Bill also addressed some frequently asked questions relating to driving in Mexico:
What type of permits does a vehicle need? If you drive in Mexico (other than the Baja, Northern Sonora and border towns) you will need a six month importation permit (Recreational vehicles can get 10 year permits) which you can obtain on line and at most border crossings.  
What should you do if you get pulled over?
If you get pulled over by the police, be prepared and have all your documentation; drivers’ license, vehicle permit, your FMM tourist visa or FM3 and registration. In Mexico it is common for the driver to get out of the car to greet the police officer.  The police will be most concerned with seeing your driver’s license.  They will tell you if you have committed an offense and what the offense is.  Unlike in United States and Canada, if you do it nicely, you can often dispute the ticket with the police officer.  If they end up giving you a ticket, they will confiscate your driver’s license. It will be returned to you once you pay the ticket. We recommend being friendly and paying the ticket. 
What type of auto insurance do you need? American and Canadian vehicle insurance is not accepted in Mexico. We recommend that road travelers get quotes online so they understand the language in the policy. We advise people to get a legal component and liability in case they get into an accident. At Amigomexinsurance.com, you can quote and buy your Insurance Policy in minutes.

How long can travelers by car stay on the road in Mexico?
The vehicle permit is issued for no longer than six months. If you apply and receive an extended visitor’s permit (an FM3) then the vehicle permit extends to the life of your tourist visa. 
Top recommended road itineraries?
Beach Lovers? Solitude in Nature
You cannot beat the diversity and mystery of the Baja. The beaches are magnificent and the deserts are intense. Bahia Conception is a dream. You can pet the whales in Guerrero Negro, Camp on the isolated beaches on the Sea of Cortes and be dancing with the stars in Cabo a few days later. Diversity, beach, desert, scenery.
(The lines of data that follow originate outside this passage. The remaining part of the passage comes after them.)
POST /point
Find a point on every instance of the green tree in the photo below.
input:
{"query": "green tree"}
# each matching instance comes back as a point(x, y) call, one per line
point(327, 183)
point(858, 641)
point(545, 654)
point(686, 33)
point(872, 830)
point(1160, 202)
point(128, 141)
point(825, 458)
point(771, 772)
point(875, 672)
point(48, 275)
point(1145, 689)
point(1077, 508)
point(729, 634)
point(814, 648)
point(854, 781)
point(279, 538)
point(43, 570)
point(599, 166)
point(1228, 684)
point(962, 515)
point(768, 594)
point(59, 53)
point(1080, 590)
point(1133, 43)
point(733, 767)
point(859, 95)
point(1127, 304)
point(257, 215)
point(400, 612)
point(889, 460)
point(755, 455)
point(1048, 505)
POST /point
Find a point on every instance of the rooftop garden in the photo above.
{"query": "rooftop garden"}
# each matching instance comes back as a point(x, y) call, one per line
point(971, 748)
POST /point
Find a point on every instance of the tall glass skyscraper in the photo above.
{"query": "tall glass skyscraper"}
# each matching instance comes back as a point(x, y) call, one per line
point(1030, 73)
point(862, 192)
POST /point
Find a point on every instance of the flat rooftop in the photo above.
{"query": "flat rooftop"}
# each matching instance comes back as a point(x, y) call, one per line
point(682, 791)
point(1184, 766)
Culture, Colonial and Charm
A circular route of Guadalajara, Guanajuato, San Miguel de Allende, Querétaro, Morelia and Patsquaro will give you an appetite for more colonial city exploration. This circle route will charm you with history, cuisine, music and more. This is the colonial heart of the country.
Yucatan Peninsula
Take the complete circle route and explore the ancient Maya. From Cancun, (or Isla Muljeres if you don’t want the party) drive slowly down the coast to Chetumal around to Palenque and onward to Campeche and Merida. Enjoy the powder white beaches but also discover the mystical cenotes and ancient sites along the way. The flamingoes on the Gulf coast are magnificent. Campeche and Merida are beautiful and diverse cities to discover. You would be rushed to do this in 10 days. You would also be rushed to do this in a year. There is simply too much to see, climb, discover, taste and touch.
Indigenous Cultures
Oaxaca to San Christobal to Palenque
The drive through small towns and larger cities gives you a glimpse of the lives of indigenous peoples in Mexico. You will experience the ancient cities and sites, the handicrafts and customs of rural peoples and well as the gorgeous natural elements in the countryside such as waterfalls, rivers, mountain passes and cloud forests.
Why Mexico? Mexico always excited us; its natural beauty, its rich history and the friendliness of its people. The light and colors make photographs very special. Mexico is exotic – different than the day to day life in Toronto, Vancouver, Chicago or LA. 
When you drive in Mexico, around every corner you can expect to be delightfully surprised; a beautiful church, an ancient pyramid, villagers in native costumes, a farmer plowing his fields with oxen…it never ceases to amaze.